For 2026, the World Cup will be jointly hosted by Mexico, Canada, and the U.S. with an expanded field of 48 teams playing across 16 North American cities. D.C. is joining the race to be one 10 U.S. hosts.  

We are #UnitedByTheGame. Join the #DC2026 movement today ➡️ https://t.co/0KxJzosFg3 --⚽️ pic.twitter.com/9piz9sdQhK

— DC2026 World Cup Bid (@dc2026) June 30, 2020

DC2026, the group entrusted with forming the bid, announced a 40-member advisory board that includes D.C. United goalkeeper Bill Hamid, former D.C. United player Eddie Pope, Washington Spirit's Andi Sullivan, former USWNT player Brianna Scurry, and chef Jose Andres.

"As a native Washingtonian, I am proud to be a Co-Chair of DC's official bid committee to host the 2026 FIFA World Cup," Hamid said in a statement. "I could not think of a more vibrant, inclusive or passionate soccer city to host FIFA World Cup matches in 2026. With our deep soccer roots and diversity, the culture of our city gives us our foundation to successfully highlight the matches and leave a lasting impact on the future of the game."

D.C. hosted games during the 1994 men's World Cup at RFK Stadium, as well as games during the 1999 and 2003 women's World Cup.
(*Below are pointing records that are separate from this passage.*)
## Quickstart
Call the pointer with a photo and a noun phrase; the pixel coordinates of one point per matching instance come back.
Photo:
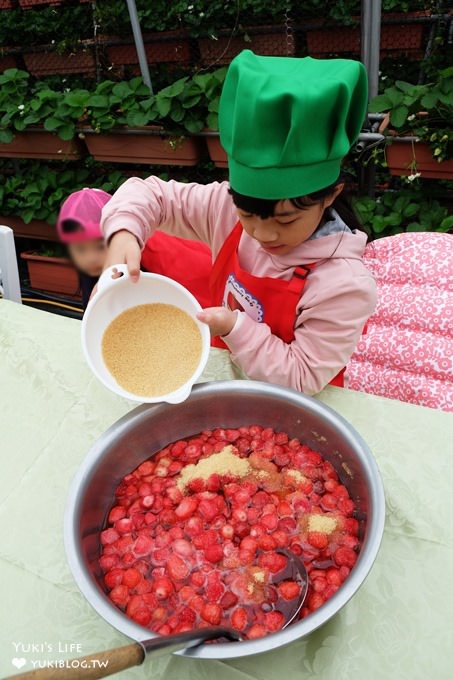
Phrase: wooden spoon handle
(97, 665)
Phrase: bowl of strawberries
(182, 516)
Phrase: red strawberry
(119, 595)
(197, 485)
(131, 577)
(274, 621)
(256, 631)
(187, 507)
(288, 590)
(213, 553)
(228, 600)
(273, 561)
(162, 588)
(318, 540)
(109, 536)
(212, 613)
(239, 618)
(113, 578)
(345, 556)
(177, 568)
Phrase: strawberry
(318, 540)
(187, 507)
(113, 578)
(213, 553)
(119, 595)
(131, 577)
(273, 561)
(228, 600)
(239, 619)
(109, 536)
(345, 556)
(177, 568)
(274, 621)
(162, 588)
(256, 631)
(288, 590)
(212, 613)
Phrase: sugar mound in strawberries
(195, 535)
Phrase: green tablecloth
(398, 626)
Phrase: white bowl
(114, 296)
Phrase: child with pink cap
(78, 226)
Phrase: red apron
(187, 262)
(264, 299)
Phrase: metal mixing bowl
(230, 404)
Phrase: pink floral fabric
(407, 350)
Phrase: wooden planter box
(50, 63)
(135, 147)
(8, 61)
(168, 47)
(409, 157)
(217, 153)
(400, 36)
(42, 145)
(52, 274)
(28, 4)
(270, 41)
(37, 229)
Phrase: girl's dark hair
(265, 208)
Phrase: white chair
(9, 273)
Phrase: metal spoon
(102, 664)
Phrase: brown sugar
(225, 462)
(321, 523)
(152, 349)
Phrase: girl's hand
(123, 248)
(219, 319)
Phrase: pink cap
(85, 207)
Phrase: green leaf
(52, 124)
(163, 106)
(66, 132)
(212, 121)
(137, 118)
(411, 210)
(378, 224)
(190, 102)
(416, 226)
(398, 115)
(193, 125)
(429, 101)
(380, 103)
(403, 85)
(446, 224)
(6, 136)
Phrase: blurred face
(288, 227)
(88, 256)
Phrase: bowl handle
(106, 279)
(179, 396)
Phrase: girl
(289, 289)
(78, 226)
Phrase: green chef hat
(286, 123)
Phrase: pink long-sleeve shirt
(338, 298)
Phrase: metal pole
(139, 46)
(370, 42)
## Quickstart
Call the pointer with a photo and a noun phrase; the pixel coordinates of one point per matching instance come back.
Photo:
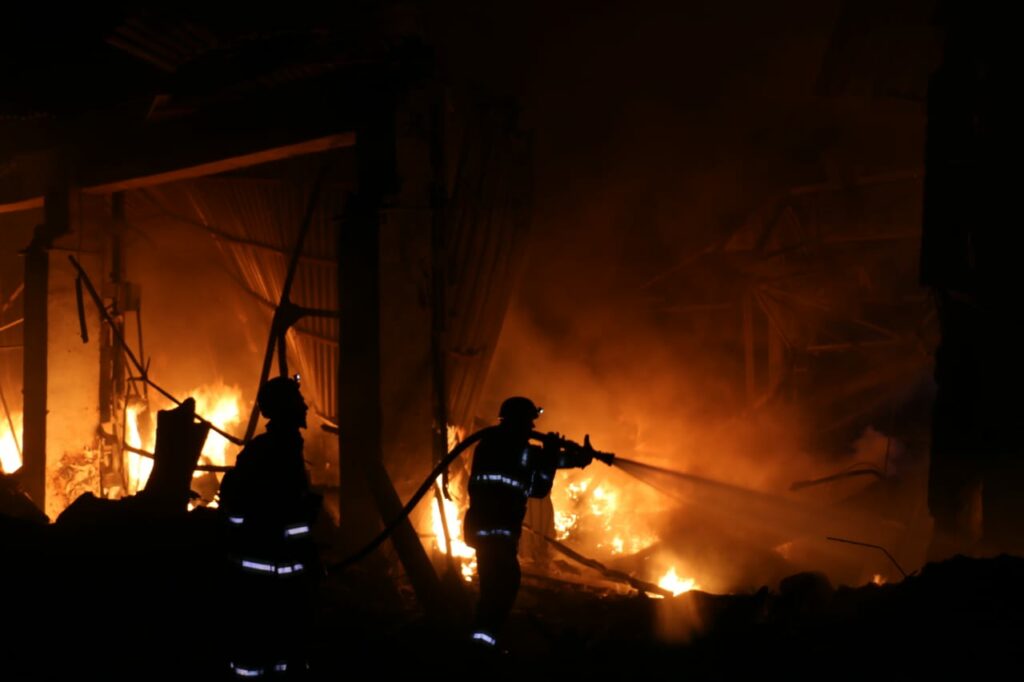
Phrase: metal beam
(325, 143)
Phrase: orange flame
(453, 517)
(10, 458)
(219, 403)
(676, 585)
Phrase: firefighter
(268, 510)
(507, 471)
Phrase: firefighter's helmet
(280, 398)
(519, 410)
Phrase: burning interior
(751, 338)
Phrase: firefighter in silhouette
(268, 510)
(507, 471)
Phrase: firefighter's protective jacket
(507, 470)
(268, 504)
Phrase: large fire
(453, 517)
(596, 515)
(10, 456)
(219, 403)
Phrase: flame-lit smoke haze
(655, 134)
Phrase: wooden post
(359, 364)
(37, 274)
(56, 221)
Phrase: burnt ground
(111, 596)
(964, 613)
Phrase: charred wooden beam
(367, 492)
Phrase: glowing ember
(138, 466)
(676, 585)
(219, 403)
(460, 550)
(602, 515)
(565, 523)
(453, 516)
(10, 458)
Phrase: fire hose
(428, 483)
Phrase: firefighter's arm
(574, 455)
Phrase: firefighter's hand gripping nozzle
(573, 451)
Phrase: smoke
(655, 134)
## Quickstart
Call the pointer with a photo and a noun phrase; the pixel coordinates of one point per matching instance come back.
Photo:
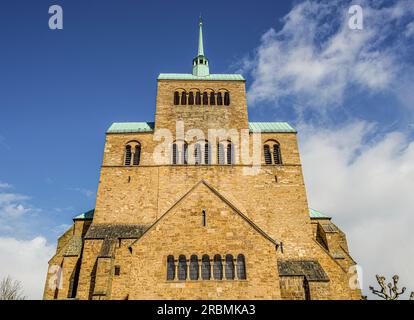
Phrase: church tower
(201, 204)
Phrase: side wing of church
(183, 217)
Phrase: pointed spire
(200, 39)
(200, 62)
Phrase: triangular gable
(224, 199)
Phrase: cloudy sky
(350, 93)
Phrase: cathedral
(201, 204)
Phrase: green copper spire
(200, 63)
(200, 38)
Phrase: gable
(185, 216)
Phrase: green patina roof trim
(210, 77)
(317, 214)
(85, 216)
(128, 127)
(123, 127)
(270, 127)
(89, 215)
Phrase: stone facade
(150, 212)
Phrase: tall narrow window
(230, 153)
(137, 155)
(183, 98)
(197, 153)
(205, 267)
(174, 154)
(212, 99)
(207, 159)
(176, 98)
(205, 98)
(128, 155)
(170, 268)
(194, 267)
(182, 267)
(218, 267)
(267, 155)
(276, 154)
(185, 153)
(229, 267)
(220, 153)
(226, 98)
(241, 268)
(198, 98)
(191, 98)
(219, 99)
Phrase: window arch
(218, 268)
(226, 98)
(182, 267)
(229, 267)
(170, 268)
(205, 267)
(267, 154)
(193, 267)
(241, 267)
(137, 155)
(183, 98)
(128, 155)
(230, 153)
(219, 99)
(176, 98)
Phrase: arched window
(205, 98)
(218, 267)
(197, 153)
(176, 98)
(205, 267)
(207, 159)
(128, 155)
(226, 98)
(183, 98)
(191, 98)
(194, 267)
(230, 153)
(219, 99)
(212, 99)
(185, 153)
(267, 154)
(229, 267)
(220, 153)
(174, 154)
(170, 268)
(241, 268)
(137, 155)
(198, 98)
(182, 267)
(277, 158)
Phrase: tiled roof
(270, 127)
(312, 270)
(85, 216)
(130, 127)
(210, 77)
(124, 127)
(317, 214)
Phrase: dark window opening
(128, 155)
(218, 268)
(194, 267)
(182, 268)
(205, 268)
(229, 267)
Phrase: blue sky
(350, 92)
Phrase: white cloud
(368, 190)
(316, 58)
(26, 261)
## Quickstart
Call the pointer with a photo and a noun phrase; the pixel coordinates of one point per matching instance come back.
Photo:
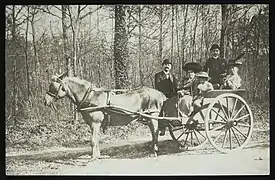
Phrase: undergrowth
(45, 128)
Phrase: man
(232, 80)
(215, 66)
(191, 69)
(166, 83)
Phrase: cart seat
(215, 93)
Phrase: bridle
(55, 96)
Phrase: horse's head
(57, 89)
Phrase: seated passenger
(189, 82)
(232, 80)
(203, 87)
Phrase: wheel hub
(231, 123)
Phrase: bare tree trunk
(194, 36)
(36, 65)
(121, 48)
(65, 40)
(14, 69)
(183, 44)
(178, 46)
(160, 32)
(223, 29)
(172, 43)
(26, 57)
(139, 46)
However, RFK Stadium won't likely be a location this time around with FedEx Field being the only current viable option in the D.C. area. 
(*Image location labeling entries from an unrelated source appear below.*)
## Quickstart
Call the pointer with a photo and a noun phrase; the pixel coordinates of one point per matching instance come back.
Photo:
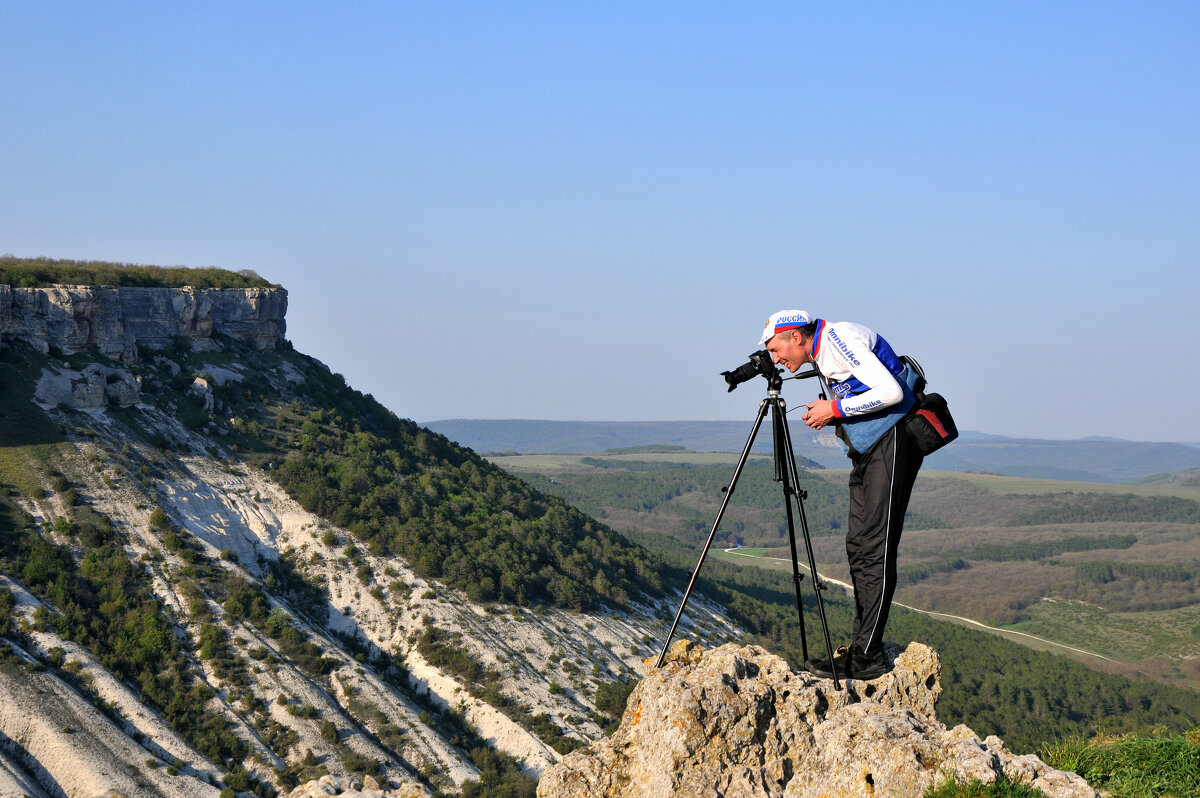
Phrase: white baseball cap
(784, 321)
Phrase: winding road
(996, 630)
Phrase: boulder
(737, 721)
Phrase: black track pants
(880, 485)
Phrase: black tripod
(785, 473)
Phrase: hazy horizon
(568, 210)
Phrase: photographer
(871, 390)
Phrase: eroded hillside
(427, 619)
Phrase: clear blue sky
(587, 210)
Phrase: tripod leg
(781, 475)
(729, 492)
(808, 541)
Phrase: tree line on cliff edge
(41, 273)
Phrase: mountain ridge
(1109, 460)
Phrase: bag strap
(919, 390)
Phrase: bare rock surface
(117, 321)
(347, 789)
(737, 721)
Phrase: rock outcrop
(117, 321)
(738, 723)
(96, 387)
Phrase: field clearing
(995, 484)
(1007, 485)
(575, 462)
(1033, 637)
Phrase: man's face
(789, 349)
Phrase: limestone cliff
(117, 321)
(738, 723)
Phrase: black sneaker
(821, 666)
(867, 667)
(851, 664)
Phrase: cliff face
(117, 321)
(737, 721)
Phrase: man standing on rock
(873, 390)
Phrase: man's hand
(819, 414)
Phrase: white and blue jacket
(870, 387)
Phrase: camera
(760, 364)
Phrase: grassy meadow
(1105, 574)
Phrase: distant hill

In all, sixteen U.S. cities are in the running to be selected, including Baltimore (which put forward M&T Bank Stadium). Per The Washington Post, the favorites include New York, Los Angeles, Dallas, Miami, the Bay Area and Boston, with Atlanta, Cincinnati, Denver, Houston, Kansas City, Mo., Nashville, Orlando, Philadelphia, and Seattle.